Sponsors face big challenges in FX – survey

Fund managers report drawbacks in pricing and processes for their FX operations.

Fund managers have become increasingly involved in FX hedging as interest rates rise, but they are experiencing challenges due to reliance on manual processes and with getting good pricing, according to a new survey commissioned by MillTechFX.

The London-based company, which offers an end-to-end service to help fund managers streamline their FX activities, found that trade execution took the top spot for respondents’ biggest operating challenges. Specifically, the survey showed that about 43 percent cited “demonstrating best execution.”

Eric Huttman, MillTechFX’s CEO, told Private Funds CFO that the concept of demonstrating best execution is a requirement under Europe’s MiFID II regulation. “You need to be able to demonstrate that you’re getting access to the best possible pricing,” Huttman said. He added that one of the ways to do this is by having several counterparties.

The study noted that fund managers’ reliance on small numbers of trading partners impedes achieving best execution. “Onboarding liquidity providers” was the fourth-most cited operating challenge by respondents, coming in at almost 36 percent.

The survey’s 250 respondents are “senior finance decision-makers at fund managers,” the firm said.

Huttman said that respondents are involved in FX trading for what he called “second-order purposes,” meaning hedging, investing or both. Respondent fund managers are involved in different private capital asset classes, he noted.
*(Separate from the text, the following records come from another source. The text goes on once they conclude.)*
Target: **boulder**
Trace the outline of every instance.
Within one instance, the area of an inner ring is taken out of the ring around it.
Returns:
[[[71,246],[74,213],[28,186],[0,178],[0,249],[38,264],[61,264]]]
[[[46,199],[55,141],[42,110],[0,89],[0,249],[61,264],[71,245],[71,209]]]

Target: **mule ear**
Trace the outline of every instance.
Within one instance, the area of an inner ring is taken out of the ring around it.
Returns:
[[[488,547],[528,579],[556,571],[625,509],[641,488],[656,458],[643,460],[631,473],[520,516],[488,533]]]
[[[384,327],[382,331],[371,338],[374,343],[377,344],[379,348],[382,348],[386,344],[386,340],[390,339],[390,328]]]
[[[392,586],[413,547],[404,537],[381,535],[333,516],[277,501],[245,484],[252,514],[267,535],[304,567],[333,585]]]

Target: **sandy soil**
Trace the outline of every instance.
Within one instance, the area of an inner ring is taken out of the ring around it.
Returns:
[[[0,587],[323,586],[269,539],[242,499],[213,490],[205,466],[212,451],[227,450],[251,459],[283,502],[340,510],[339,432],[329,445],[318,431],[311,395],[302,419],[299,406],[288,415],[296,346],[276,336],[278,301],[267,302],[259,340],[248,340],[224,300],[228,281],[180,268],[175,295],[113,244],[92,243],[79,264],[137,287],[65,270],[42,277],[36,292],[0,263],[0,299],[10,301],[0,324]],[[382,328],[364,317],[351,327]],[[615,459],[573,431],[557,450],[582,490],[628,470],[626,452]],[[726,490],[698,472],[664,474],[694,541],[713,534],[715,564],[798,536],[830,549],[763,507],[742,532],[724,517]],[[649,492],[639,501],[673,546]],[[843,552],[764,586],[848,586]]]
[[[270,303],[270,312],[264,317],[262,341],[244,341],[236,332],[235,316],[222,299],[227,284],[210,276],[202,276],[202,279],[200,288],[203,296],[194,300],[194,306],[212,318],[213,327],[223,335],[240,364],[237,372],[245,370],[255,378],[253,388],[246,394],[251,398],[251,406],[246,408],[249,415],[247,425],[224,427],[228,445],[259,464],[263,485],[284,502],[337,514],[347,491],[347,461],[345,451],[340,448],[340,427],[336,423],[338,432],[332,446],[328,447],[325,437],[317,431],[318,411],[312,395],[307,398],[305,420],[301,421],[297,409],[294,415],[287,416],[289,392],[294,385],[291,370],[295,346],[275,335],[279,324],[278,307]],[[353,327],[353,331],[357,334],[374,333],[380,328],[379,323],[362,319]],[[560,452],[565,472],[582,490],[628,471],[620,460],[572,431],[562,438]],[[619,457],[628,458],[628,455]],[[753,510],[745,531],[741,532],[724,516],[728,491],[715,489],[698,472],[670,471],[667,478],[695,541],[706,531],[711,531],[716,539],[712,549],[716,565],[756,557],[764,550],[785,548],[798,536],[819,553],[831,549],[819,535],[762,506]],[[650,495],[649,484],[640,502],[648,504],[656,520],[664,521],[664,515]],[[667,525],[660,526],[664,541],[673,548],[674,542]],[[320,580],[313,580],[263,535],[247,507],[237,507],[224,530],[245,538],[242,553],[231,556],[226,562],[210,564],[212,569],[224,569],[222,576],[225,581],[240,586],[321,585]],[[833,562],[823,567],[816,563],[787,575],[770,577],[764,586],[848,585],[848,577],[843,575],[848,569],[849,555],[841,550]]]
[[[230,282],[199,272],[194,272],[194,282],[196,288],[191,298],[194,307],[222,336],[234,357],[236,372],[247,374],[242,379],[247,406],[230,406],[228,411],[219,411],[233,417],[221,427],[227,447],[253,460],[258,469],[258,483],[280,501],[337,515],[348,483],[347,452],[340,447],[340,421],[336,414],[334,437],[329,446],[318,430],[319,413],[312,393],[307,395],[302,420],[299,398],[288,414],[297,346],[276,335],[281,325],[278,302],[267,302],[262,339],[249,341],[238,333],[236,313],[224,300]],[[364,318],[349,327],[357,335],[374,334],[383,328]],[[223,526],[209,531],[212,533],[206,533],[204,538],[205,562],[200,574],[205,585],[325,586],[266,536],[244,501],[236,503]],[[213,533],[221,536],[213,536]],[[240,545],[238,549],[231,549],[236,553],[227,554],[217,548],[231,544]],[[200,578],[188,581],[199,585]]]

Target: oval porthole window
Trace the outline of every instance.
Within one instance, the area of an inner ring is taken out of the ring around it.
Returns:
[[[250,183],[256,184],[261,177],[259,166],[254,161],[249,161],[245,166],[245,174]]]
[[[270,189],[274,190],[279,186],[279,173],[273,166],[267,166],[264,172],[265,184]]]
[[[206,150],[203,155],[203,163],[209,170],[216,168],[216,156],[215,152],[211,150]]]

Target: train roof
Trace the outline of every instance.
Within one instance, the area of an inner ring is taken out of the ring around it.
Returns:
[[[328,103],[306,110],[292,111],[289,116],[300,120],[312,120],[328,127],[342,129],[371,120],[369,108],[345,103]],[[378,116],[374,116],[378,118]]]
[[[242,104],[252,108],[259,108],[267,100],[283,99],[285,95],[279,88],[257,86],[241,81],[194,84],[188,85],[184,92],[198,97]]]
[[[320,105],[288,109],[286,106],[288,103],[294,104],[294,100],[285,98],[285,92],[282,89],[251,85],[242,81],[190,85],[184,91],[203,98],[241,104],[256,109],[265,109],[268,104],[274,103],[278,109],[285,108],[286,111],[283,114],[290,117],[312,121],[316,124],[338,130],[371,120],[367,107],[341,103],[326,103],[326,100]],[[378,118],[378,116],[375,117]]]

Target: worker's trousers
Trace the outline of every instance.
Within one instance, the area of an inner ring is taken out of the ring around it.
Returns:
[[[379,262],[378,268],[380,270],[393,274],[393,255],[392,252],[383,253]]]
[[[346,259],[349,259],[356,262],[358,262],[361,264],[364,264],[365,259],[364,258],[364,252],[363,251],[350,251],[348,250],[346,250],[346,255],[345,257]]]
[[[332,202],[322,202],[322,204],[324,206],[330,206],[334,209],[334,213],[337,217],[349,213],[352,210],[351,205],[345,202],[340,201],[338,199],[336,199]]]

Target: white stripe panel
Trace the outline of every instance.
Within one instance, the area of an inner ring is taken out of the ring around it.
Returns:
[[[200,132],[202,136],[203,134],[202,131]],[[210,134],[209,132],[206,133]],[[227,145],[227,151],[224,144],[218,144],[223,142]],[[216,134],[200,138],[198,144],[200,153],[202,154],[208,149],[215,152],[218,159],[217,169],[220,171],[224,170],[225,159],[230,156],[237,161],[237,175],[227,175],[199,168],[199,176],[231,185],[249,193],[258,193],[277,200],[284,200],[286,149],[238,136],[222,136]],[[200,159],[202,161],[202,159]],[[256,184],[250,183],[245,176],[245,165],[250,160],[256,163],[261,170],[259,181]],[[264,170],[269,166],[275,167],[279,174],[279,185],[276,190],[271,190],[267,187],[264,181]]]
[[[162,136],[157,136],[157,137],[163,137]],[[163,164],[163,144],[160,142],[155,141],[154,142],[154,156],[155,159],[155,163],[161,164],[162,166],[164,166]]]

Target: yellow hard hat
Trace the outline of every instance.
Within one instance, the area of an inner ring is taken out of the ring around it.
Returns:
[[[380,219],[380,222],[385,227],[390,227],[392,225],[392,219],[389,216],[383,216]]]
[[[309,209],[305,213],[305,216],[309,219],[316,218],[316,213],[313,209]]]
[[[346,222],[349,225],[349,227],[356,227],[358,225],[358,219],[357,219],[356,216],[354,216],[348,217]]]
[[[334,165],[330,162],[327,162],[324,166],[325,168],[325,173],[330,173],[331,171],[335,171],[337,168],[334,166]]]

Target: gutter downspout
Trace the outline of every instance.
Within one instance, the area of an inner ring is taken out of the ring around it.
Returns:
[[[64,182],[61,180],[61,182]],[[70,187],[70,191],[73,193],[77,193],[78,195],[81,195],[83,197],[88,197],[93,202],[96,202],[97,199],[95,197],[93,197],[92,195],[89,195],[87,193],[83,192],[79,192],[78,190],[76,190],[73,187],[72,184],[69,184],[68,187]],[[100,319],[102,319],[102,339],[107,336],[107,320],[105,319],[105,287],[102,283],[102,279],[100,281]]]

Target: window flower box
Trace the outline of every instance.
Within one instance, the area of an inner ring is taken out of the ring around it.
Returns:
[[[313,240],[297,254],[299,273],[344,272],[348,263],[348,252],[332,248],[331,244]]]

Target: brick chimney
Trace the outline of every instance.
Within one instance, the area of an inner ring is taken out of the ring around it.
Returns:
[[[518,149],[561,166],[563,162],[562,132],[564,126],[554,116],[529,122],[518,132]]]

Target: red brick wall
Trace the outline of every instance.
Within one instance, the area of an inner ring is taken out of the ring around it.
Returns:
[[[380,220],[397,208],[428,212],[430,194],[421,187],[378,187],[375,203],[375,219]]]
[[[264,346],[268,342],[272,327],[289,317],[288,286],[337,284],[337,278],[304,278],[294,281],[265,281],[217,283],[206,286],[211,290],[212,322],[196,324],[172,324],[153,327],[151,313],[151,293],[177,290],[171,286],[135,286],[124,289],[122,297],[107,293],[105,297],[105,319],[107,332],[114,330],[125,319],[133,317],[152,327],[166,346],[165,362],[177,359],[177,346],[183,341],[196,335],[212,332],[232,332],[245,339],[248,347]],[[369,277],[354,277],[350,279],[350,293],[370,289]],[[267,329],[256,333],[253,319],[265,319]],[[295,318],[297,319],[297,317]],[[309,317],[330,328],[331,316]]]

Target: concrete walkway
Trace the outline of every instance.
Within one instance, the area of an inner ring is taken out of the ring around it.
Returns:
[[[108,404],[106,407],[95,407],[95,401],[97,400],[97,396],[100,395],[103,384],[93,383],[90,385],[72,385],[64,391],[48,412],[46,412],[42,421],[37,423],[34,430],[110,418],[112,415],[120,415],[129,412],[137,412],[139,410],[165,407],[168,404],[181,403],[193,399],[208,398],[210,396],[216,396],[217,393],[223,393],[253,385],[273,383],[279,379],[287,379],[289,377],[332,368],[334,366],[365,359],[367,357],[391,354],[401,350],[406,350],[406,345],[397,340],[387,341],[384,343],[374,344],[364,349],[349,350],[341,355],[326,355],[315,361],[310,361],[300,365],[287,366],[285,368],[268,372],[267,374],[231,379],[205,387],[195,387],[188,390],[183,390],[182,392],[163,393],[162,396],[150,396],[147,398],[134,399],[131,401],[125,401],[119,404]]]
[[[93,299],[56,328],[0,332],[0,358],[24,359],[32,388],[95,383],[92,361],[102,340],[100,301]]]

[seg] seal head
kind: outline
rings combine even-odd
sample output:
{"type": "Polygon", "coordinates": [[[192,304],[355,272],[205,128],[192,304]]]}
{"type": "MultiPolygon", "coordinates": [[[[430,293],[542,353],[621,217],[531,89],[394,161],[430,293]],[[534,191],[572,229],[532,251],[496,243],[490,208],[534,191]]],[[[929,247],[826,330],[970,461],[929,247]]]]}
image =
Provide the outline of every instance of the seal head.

The second- and third-most cited operating challenges are intertwined, per the survey. It found that nearly 40 percent cited “getting comparative quotes” for pricing, while about 37 percent named “manual processes.”

MillTechFX, a sister company of FX asset manager Millennium Global, said that reliance on manual steps makes fund managers’ responses to pricing inefficient.

“FX price discovery can often involve multiple phone calls, emails, or online platforms to log in to just to get comparative quotes from your counterparties,” the report noted. “Because the market is constantly moving, price discovery requires a team of people; calling, emailing and logging in simultaneously before they can collectively decide who offered the best quote.”

Managers say FX is key, but aren’t pleased with setups

While FX is a growing and important part of sponsors’ work, a majority of respondents (about 57 percent), gave average or underwhelming replies when asked about own operations. Specifically, the survey showed that 24 percent felt their FX setups were “fit for purpose,” 26 percent said they were “below average,” and around 7 percent called theirs “worst in class.”

In contrast, about 43 percent expressed positive opinions. About 28 percent called their setups “above average” and some 15 percent called them “best in class.”

Majorities of respondents reported higher FX activities due to international investing and their mix of investors. Seventy percent said their company’s cross-border investments have gone up over the past five years. During the same period, some 66 percent said their funds’ non-base currency investors have increased.

Respondents overwhelmingly viewed FX as important to their businesses, with about 64 percent rating it “very significant” and about 29 percent as “somewhat significant.”

A look ahead

Most respondents want to make changes to automate their FX operations. The survey found that 84.4 percent said they are looking into newer technology/platforms to drive automation.

MillTechFX also found degrees of concerns around outsourcing. Examples given included about 41 percent citing “lack of control” as a concern when using third party service providers for FX. Some 37 percent worry about costs associated with outsourcing going up.

The company noted that outsourcing succeeds based on the partner selected.

“When using the right partner, outsourcing frees up resources for more effective use elsewhere and can lead to improved execution, enabling firms to dedicate more time to core business matters,” it said.

Aside from outsourcing, MillTechFX said that fund managers’ treasurers can turn to fintechs to gain access to more banks that provide liquidity. Fund managers can also hire an outside company to perform a quarterly transaction cost analysis (TCA). The purpose of the analysis, MillTechFX explained, is “to highlight hidden costs and enables firms to understand how much they are being charged for the execution of their FX transactions.”